The broader context amplifies the significance of Gibran's student engagement within Indonesia's political system. Since taking office alongside President Prabowo, the vice-president has observed a structural marginalisation that contrasts with historical precedent, where vice-presidents often received defined ministerial responsibilities or policy domains. Instead, Gibran occupies a purposefully ambiguous role, linked to symbolic high-profile initiatives while excluded from substantive decision-making on major programmes. This institutional sidelining may reflect either a deliberate strategy to limit his independent power base or simply the reality that President Prabowo has concentrated authority within his inner circle and the security establishment. For Gibran, the consequence is an urgent need to demonstrate political value and build an independent constituency—making student engagement and media visibility attractive despite their limited policy impact.

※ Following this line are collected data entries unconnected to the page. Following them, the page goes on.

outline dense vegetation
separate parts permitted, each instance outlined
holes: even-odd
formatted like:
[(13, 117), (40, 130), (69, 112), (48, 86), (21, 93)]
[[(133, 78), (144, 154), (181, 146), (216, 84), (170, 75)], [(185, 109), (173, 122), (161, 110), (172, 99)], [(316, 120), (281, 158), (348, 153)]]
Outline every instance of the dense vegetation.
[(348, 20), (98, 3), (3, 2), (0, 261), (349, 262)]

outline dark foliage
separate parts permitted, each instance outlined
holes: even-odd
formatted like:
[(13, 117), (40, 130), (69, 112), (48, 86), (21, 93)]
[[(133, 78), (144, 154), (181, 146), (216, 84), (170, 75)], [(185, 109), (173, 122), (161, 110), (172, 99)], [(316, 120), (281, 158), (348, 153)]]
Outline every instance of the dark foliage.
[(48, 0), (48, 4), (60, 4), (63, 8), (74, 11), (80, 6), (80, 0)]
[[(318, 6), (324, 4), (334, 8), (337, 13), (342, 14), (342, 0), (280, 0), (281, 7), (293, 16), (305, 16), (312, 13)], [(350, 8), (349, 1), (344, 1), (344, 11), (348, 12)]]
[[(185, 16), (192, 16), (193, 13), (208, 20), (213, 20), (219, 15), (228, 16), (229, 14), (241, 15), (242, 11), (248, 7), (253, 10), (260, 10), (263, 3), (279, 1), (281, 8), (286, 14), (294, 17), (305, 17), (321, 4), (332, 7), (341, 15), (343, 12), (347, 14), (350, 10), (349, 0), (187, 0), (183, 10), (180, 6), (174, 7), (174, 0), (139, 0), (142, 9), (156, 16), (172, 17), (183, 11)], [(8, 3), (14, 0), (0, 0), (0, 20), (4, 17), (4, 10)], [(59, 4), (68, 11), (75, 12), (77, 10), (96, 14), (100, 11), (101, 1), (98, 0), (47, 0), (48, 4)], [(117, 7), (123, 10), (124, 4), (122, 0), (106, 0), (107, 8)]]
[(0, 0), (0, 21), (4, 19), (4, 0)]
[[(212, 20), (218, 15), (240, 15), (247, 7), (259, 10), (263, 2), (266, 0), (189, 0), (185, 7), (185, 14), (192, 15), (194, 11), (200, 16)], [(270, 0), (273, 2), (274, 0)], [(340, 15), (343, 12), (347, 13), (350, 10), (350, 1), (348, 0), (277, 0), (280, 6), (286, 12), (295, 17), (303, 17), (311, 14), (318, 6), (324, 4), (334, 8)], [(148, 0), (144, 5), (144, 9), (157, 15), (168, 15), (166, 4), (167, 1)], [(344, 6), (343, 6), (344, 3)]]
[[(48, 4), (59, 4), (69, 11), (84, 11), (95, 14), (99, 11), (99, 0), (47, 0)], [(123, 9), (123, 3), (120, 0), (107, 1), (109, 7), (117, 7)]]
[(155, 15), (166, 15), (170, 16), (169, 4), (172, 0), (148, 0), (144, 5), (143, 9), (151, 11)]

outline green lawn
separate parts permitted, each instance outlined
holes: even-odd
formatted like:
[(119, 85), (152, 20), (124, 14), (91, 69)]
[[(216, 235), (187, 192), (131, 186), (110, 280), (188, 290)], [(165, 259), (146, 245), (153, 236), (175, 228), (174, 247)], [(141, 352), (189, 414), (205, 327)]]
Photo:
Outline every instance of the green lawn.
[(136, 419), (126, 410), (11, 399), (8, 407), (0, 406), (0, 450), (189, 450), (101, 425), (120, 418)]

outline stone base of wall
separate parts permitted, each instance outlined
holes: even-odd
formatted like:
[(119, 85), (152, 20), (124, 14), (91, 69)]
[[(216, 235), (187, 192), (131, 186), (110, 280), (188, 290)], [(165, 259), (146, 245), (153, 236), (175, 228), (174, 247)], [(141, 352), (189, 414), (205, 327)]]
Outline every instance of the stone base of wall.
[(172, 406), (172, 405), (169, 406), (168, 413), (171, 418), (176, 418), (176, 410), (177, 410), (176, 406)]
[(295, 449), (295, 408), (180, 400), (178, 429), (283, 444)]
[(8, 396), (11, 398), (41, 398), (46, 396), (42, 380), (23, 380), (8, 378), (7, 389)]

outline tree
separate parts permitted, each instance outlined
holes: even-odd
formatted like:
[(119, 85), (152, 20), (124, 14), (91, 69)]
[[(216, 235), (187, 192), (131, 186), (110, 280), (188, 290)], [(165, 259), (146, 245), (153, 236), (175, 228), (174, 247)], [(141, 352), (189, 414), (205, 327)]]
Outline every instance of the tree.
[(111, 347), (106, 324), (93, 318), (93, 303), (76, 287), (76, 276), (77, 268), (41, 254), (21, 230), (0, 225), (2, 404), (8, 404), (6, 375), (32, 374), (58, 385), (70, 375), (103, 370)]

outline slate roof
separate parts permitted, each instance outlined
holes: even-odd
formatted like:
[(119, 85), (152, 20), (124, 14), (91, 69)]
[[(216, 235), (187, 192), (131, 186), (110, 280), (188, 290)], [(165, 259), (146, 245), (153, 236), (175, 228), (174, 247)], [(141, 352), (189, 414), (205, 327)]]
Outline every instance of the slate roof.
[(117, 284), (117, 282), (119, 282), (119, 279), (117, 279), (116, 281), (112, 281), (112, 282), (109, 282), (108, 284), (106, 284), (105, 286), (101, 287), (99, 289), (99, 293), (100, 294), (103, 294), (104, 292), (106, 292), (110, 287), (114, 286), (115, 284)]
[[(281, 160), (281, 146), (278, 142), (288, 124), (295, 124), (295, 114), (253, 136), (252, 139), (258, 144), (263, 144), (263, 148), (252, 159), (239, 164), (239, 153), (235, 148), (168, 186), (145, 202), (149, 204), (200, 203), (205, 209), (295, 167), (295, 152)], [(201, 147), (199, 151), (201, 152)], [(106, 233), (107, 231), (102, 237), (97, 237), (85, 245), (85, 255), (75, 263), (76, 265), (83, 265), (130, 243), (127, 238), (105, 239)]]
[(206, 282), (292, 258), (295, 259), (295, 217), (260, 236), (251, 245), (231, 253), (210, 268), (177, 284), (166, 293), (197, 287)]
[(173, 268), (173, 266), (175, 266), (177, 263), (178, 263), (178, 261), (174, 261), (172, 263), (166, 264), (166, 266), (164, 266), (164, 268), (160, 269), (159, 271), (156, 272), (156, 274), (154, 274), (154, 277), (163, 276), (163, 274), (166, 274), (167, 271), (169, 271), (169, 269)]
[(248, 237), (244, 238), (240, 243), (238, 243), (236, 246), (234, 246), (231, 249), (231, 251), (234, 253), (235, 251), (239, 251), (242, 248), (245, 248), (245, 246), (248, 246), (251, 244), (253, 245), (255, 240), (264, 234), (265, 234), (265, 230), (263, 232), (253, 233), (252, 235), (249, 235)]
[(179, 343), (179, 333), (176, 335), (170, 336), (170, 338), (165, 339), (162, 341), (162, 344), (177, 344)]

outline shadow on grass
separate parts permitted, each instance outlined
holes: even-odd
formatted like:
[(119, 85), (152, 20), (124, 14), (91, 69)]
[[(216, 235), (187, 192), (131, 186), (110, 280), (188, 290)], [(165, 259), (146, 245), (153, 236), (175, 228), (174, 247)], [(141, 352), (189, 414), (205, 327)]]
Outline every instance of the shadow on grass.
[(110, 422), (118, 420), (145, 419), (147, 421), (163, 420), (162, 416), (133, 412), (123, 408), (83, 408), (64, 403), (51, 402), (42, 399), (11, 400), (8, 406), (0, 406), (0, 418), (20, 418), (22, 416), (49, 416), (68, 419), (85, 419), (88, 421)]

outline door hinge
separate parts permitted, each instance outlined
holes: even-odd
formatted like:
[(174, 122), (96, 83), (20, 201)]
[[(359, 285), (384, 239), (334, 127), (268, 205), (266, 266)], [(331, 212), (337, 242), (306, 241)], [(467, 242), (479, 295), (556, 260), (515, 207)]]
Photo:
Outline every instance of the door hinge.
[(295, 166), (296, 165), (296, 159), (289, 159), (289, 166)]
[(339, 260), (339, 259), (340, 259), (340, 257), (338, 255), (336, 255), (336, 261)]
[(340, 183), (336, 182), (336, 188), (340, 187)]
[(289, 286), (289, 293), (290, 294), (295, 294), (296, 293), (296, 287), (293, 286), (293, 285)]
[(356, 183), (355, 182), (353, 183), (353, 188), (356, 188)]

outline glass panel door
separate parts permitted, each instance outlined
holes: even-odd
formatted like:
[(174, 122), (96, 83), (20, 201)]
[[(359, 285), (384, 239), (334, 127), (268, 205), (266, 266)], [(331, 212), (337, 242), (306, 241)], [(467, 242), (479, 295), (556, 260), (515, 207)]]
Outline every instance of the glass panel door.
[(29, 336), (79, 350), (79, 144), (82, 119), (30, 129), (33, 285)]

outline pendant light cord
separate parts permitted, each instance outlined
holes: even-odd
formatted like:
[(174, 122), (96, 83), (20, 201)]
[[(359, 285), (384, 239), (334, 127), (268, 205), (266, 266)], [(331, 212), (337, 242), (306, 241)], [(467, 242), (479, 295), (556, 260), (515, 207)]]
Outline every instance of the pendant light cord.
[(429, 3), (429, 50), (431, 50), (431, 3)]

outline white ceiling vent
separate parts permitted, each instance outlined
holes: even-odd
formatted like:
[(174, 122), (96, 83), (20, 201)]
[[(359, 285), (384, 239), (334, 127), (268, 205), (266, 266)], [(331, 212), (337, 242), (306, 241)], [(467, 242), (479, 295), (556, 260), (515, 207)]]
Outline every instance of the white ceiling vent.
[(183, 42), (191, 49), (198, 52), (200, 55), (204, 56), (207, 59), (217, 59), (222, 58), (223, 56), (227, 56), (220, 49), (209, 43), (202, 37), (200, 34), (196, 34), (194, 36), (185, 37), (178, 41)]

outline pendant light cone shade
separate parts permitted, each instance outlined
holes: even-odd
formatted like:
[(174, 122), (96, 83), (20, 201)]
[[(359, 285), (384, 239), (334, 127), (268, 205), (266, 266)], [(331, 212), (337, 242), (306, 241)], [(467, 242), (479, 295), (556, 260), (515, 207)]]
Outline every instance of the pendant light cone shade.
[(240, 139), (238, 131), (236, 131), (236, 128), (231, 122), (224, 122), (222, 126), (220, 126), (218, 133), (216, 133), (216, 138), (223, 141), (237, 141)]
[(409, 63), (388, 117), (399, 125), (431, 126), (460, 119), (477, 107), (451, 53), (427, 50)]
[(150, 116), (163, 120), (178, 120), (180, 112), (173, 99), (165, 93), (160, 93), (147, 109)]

The implications of this dynamic extend beyond Jakarta's political elite to affect how Indonesian governance functions and how citizens perceive their relationship with authority. When vice-presidents engage in ostensibly responsive governance while lacking actual implementation power, public trust in institutional accountability becomes attenuated. Students and activists may feel heard in the moment while discovering later that their concerns have not translated into structural change, breeding cynicism about democratic participation. The free meals scandal exemplifies this pattern: despite Gibran's pledges to improve governance, the underlying corruption reflected failures in presidential oversight and security sector coordination that a vice-president cannot unilaterally address. For Malaysian and Southeast Asian observers, the Indonesian case illustrates the risks of creating policy vacuums within executive structures, particularly when ambitious junior leaders resort to performative engagement to manufacture influence.
Looking forward, Gibran's trajectory will significantly shape Indonesian politics and the distribution of power within the Prabowo government. If his student engagement generates sufficient public goodwill and media attention, he may gradually accumulate informal influence that translates into actual policy roles, perhaps in future cabinet reshuffles. Conversely, if public scepticism hardens—particularly as cash payments to student participants become more widely known—his efforts at bridge-building may backfire, reinforcing perceptions that he operates through calculated manipulation rather than authentic democratic engagement. The 2029 presidential election timeline, analysts suggest, will serve as the ultimate arbiter of whether his current strategy successfully differentiates him as a viable political alternative or merely exposes the hollowness of his current vice-presidential mandate.